Thursday evening, after almost a full day of delay and social media speculation about whether it would actually happen, The National Archives released over 2,800 previously classified or redacted records related to the 1963 assassination of President John F. Kennedy.

The documents, consisting of files from the FBI, the CIA, the State and Defense departments as well as other agencies involved in the investigation of Kennedy’s assassination were scheduled to be released 25 years after the passage of the President John F. Kennedy Assassination Records Collection Act of 1992. The law called for the records to be made available based on the approval of the president.

President Donald Trump issued a memo to the heads of the executive departments certifying the declassification Thursday, but allowed for the withholding of some records due to national security concerns.  He also noted that some within the agencies expressed reservations and therefore ordered that federal agencies be given 180 days to re-review whether certain documents were related to national security issues and therefore required continued redaction or withholding.

“Executive departments and agencies have proposed to me that certain information should continue to be redacted because of national security, law enforcement, and foreign affairs concerns,” reads the memo from Trump. “I have no choice — today — but to accept those redactions rather than allow potentially irreversible harm to our nation’s security.

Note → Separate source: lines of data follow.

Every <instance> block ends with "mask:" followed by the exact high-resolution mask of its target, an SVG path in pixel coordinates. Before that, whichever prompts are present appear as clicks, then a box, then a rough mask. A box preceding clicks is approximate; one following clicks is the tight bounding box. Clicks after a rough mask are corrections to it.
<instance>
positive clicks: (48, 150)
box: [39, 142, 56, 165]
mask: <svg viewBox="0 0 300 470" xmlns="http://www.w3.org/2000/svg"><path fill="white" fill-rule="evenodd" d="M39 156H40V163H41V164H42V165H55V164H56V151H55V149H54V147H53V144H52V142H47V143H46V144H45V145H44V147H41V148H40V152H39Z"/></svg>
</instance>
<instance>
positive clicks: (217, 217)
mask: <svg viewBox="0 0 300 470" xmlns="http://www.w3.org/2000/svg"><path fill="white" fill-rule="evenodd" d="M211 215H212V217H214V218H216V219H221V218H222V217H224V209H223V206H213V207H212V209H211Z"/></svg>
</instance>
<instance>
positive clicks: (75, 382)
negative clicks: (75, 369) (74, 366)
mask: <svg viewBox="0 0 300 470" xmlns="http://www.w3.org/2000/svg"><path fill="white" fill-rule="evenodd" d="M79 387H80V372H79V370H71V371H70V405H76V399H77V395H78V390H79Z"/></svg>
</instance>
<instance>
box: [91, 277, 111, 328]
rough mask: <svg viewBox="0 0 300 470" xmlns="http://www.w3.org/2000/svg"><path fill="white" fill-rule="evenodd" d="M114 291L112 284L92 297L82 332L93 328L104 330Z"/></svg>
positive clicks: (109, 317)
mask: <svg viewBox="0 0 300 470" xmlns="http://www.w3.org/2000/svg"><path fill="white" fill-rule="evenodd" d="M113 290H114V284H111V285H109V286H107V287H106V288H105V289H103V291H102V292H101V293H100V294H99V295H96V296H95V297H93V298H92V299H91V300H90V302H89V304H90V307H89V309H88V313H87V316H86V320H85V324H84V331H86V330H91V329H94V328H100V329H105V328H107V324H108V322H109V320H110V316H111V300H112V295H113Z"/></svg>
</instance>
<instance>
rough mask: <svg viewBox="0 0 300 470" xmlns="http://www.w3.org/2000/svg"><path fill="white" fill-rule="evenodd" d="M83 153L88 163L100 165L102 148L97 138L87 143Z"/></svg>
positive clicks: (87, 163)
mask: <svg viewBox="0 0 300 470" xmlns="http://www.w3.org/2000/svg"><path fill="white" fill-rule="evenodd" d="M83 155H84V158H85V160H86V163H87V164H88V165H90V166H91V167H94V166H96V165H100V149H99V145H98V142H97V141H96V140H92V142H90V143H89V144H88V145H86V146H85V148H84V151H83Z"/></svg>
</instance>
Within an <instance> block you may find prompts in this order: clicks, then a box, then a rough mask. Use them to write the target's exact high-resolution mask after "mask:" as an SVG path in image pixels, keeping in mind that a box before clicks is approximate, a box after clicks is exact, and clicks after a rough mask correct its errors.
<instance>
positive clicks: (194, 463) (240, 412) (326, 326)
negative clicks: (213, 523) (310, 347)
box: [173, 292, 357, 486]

To further address these concerns, I am also ordering agencies to re-review each and every one of those redactions over the next 180 days.”

“At the end of that period, I will order the public disclosure of any information that the agencies cannot demonstrate meets the statutory standard for continued postponement of disclosure under [the act],” it continues.

A total of 2,891 records were released and posted to the National Archives’ website, with more expected to be made public following the continued review.

The vast majority of records related to the assassination, approximately 88 percent, have been available since the late 1990s, with an additional 11 percent of the documents released, with redactions, since that time.  Thursday evenings release included some of the remaining files and some of the redacted portions of previously released documents.  

Since President Trump’s announcement that he would likely allow the release of these documents speculation continued to grow as to what the documents would contain.  Scholars, conspiracy theorists and social media commentators all chimed in, with their opinions ranging from proof that Lee Harvey Oswald acted alone to theories that Lyndon B. Johnson or organized crime members ordered the assassination.

On the October 25th broadcast of Spaced Out Radio, when questioned about what they expected the new documents to reveal, movie producer/director Ian Holt and Mark Shaw, author of “The Reporter Who Knew Too much” had differing opinions.  Holt thought the documents might reveal some information on how the anti-Castro movement in Cuba was funded, while Shaw hopes we gain some insight into the lives of Joseph Kennedy, Jack Ruby and Dorothy Kilgallen.  They both agreed that no information that might embarrass the government would come to light.

Regardless of what the released documents might hold, Ian Holt may have summed up the situation best when he said that the knowledge will not come to light in the next few hours and days, but most likely after months of people scouring these documents looking for that unnoticed and overlooked piece of the puzzle.